Over 8,000 people have been pulled from the rubble in Turkey, according to Turkish Vice President Fuat Oktay, who made the announcement. Approximately 380,000 people have sought sanctuary in hotels or shelters provided by the government, while others have sought safety in places such as shopping malls, stadiums, mosques, and community centers. According to the Ministry of Transport and Infrastructure of Turkey, an estimated 3,400 individuals took sanctuary overnight aboard trains that were being used as emergency lodging. During this time, Turkey’s Agency for Disaster Management received 11,342 reports of structures that had fallen, of which 5,775 were confirmed. The impacted regions are being searched by more than 24,400 search and rescue professionals who have been dispatched there.
In reaction to the tragedy, Turkish President Recep Tayyip Erdogan imposed a state of emergency over the 10 affected regions for a duration of three months and a time of national mourning for seven days. According to the statement made by the foreign secretary of the United Kingdom, there are three missing British people, in addition to four missing Australian nationals. Even though they are currently engaged in a military conflict, Russia and Ukraine are among the several nations that have already sent rescue teams to assist in the search and rescue operations and have given financial assistance.

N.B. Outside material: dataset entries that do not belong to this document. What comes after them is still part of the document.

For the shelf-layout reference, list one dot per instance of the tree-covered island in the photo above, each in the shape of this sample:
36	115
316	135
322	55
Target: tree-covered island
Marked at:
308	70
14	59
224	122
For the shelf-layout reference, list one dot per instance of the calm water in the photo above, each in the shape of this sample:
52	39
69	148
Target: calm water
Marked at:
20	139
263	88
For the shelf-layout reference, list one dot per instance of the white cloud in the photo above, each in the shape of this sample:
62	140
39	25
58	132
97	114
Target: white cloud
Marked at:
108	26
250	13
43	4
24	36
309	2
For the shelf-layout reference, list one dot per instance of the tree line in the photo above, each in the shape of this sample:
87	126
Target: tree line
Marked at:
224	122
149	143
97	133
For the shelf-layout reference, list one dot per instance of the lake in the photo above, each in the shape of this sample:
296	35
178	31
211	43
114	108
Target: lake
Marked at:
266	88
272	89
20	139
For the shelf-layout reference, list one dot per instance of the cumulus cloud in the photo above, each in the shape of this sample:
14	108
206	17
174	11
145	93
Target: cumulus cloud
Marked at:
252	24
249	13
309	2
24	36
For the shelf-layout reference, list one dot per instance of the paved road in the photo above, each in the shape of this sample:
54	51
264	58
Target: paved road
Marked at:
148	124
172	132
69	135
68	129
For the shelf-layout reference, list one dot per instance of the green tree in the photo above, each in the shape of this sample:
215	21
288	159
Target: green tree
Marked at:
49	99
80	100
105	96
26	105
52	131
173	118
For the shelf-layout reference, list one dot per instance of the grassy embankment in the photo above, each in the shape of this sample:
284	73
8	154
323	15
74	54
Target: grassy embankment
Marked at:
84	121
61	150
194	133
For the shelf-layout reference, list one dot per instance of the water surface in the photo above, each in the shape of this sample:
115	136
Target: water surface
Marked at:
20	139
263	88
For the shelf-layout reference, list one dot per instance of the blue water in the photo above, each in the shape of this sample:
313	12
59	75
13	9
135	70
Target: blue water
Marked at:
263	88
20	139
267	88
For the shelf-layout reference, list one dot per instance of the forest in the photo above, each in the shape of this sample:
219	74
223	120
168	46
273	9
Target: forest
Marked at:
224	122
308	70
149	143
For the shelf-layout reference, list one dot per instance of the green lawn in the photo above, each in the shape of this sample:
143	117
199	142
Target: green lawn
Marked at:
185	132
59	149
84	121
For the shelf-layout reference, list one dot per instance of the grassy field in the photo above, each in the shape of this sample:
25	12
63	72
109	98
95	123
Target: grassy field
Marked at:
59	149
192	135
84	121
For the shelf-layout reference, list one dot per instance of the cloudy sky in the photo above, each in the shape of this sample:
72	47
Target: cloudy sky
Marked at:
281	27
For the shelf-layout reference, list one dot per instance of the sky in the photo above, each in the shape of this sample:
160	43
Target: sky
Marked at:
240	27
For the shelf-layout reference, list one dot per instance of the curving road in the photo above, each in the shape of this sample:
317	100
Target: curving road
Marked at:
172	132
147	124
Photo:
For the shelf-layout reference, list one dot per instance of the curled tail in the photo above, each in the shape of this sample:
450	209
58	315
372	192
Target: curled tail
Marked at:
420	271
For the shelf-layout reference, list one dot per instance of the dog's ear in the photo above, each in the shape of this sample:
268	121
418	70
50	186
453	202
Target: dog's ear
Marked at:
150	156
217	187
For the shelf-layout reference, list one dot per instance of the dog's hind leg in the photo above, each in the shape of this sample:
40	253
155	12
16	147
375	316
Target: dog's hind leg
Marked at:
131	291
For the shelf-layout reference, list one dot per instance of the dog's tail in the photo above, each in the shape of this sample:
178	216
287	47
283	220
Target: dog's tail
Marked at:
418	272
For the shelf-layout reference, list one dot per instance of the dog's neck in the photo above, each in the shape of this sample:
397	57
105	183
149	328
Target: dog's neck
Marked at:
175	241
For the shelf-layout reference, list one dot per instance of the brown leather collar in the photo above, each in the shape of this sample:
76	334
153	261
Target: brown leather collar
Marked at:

In the past few days, there have been a number of wonderful rescues, including the retrieval of a newborn infant from the debris of a building that had fallen in a town located in the northwestern part of Syria. The umbilical cord was still linked to the newborn when it was discovered sobbing and placed in front of the mother’s knees. The infant was the only member of the family that was discovered alive after the earthquake, although the mother had been found dead. After the emergency response teams had saved the baby, a female neighbor came over and severed the umbilical cord. The infant was then transported to a local children’s hospital in Afrin, where she was held in an incubator until she could be properly cared for. More than ten hours after the earthquake occurred, the infant was found and saved. According to the reports, she is in stable health but has several injuries, including a significant one on her back. According to the medical professional, the infant would have perished if she had been neglected for even one more hour. The sole cause for concern is the baby’s bruised back, which may have an effect on her spinal cord even though she has been moving her legs and arms regularly. Tuesday was the day when the infant’s family was laid to rest at a cemetery located on the outskirts of Jinderis.